Zur Arbeitszeit in Spitälern

von | 16.05.2021 | STANDESPOLITIK

Wie lange sollen im Spital Beschäftigte arbeiten dürfen?

 

2015/16 war diese Frage heiß diskutiert. Eine tatsächliche Neuerung mit neuen Arbeitszeitmodellen ist seither in Wien nicht gelungen. Die Frage, wie ärztliche Tätigkeit, die physische und psychische Stabilität für eine hinreichende Konzentration erfordert, organisiert sein soll, bleibt nur fragmentarisch beantwortet.

Lange galt, dass längere Arbeitszeiten es erlauben, die klinische Versorgung mit weniger Personal zu gewährleisten. Zudem kann durch reduzierte Arbeitsteilung im Klinikalltag zusätzlicher Informationsaustausch mit daraus folgenden Fehlerquellen entfallen. Auch das persönliche Vertrauensverhältnis in der Betreuung kann nicht auf beliebig viele Köpfe verteilt werden. Hinter diesen Vorstellungen zur ärztlichen Arbeitszeit stehen auch heute noch die unterschiedlichen Auffassungen vom ärztlichen Beruf.  Während vielen der „alten Schule“ diese Frage nicht wichtig ist, weil für sie die Berufung zur ärztlichen Tätigkeit unhinterfragt eine mehr oder weniger vollständige Hingabe verlangt, hat sich das Meinungsbild deutlich verschoben. In diesem wird er als normaler Beruf verstanden, der auch den Anspruch nach individueller Freizeit oder Familie erfüllen soll. Auch hat die Erhaltung einer möglichst langen Leistungsfähigkeit und das Vermeiden gesundheitlicher Beeinträchtigungen in Folge der Bereitschaft zu extrem langen Arbeitszeiten einen hohen Stellenwert für die Beschränkung der Arbeitszeit.

Natürlich kann Engagement innerhalb des ärztlichen Berufs vor allem in Notfallsituationen eingefordert werden. Die Auffassung vom Arztberuf als „Berufung“ kann aber heute nicht mehr das Credo darstellen. Auch wenn viele dazu bereit sind, überhohe zeitliche Bereitschaft mittels einer „opt-out“ Regelung einzugehen, kann nicht verlangt werden, diese, entgegen der ursprünglichen Vereinbarung, ohne Befristung über 2021 hinaus fortzuführen.

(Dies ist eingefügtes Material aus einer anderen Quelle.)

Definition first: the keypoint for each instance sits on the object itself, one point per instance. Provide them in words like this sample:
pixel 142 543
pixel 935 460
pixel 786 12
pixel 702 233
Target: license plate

In erster Linie widerspricht dies auch den gewandelten Geschlechterverhältnissen. Mehrheitlich Frauen absolvieren nunmehr das Medizinstudium. Einige von ihnen haben bereits Kinder, andere wollen eine Familie gründen. Diesen Frauen und den dazugehörigen Vätern sind die Träger die Antwort, wie neben der klinischen Tätigkeit auch ihre familiären Ansprüche erfüllen werden können, schuldig geblieben. Dies hat bei drohendem Ärztemangel eine gesellschaftliche Dimension: Wenn viele Jungärztinnen und -ärzte nach erfolgreichem Studium und Ausbildungszeit auf eine klinische Tätigkeit verzichten, weil die Arbeitszeiten abschrecken, wird es schwierig, angemessenen Ersatz zu finden.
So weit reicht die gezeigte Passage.